I had done a little German at school, but the teacher used to spend most of the lesson encouraging us not to smoke rather than teach. Hence my mastery of the language was very poor… and I didn’t even smoke. Our hosts command of English was also non existent, so I put aside my vegetarianism for a while and ate the speck in the omelette. It was quite hard to find vegetarian food in Germany at this time. I’d looked up the German word, but whenever I tried it out, no-one had the slightest idea of what I was trying to convey.
On our day off, back at Thomas’s, I remember Jim and his girlfriend Lynn repairing his jacket, so hang on, that’s another person. In fact two more as Alan’s wife Yvonne turned up with Lynn for a couple of days. We also managed to visit a music shop where I have a rare picture of me as I’m usually the other end of the lens. Anyway, back to the tour and Hamburg next where we check in to ‘hotel’ at one end of the Reeperbahn, “the world’s naughtiest street”, which ahem… charged by the hour! We exchanged two of the rooms they gave us immediately as they’d obviously been used, let’s say quite recently. I am reminded by Jim that I poured some plum brandy on the window sill and set fire to it to test it’s alcoholic content. I have no memory of this, nor any other pyromaniac tendencies. Sadly Dave Musker left us the following morning catching a a ferry home, his organ having given up the ghost. Bruce Dessau had also gone home at some point having sampled enough of the glamorous life on the road.
The next day was another long drive to Nuremberg in the south of the country. The Transit had already been showing signs of trouble and Key & Thomas had had the bonnet up a couple days before to look at the engine. One of the side windows had also been broken and taped up as well which, in the cold October air wasn’t ideal. I think this journey did for it as the the next day in Bamburg, we swapped the sad Transit for another VW Combi driven by two 60s garage music fans whose party piece was to swap places while driving along the autobahn. It is easier for left-handed vehicles but even so!
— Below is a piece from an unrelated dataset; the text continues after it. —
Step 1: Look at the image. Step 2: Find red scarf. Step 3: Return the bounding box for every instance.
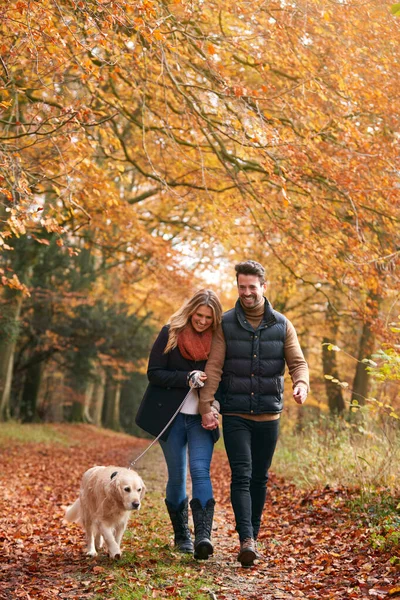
[177,325,212,361]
Anyway, none of us minded as we were all pretty fatigued. Fatigued and a little fractious. Tempers were on edge at times what with the close proximity, so much travelling, lack of cash and the feeling amongst some that we were being taken advantage of.
Another long one to Biel in Switzerland where we played in a converted gasometer. Some of our party weren’t too keen on the dorm we stayed in that night and barricaded the door, but we survived to journey on to Reims the next day where our good friend JC Brouchard would be waiting anxiously for us. Anxious because we were a little late turning up. It was case of piling out of the van and onto the stage.
The only thing to left now was to get home. Easier said than done though. VW Combi 2 spluttered to a halt about half an hour from Calais. VW Combi 1 delivered it’s passengers and came back to rescue the others but we had to leave our heroic volunteer drivers behind on the French motorway. I do hope they got home. So after roughly 2,400 miles another ferry and another memory erasing train journey, we’re home. Now that was an experience. So much so, I decided to do it for another 13 years.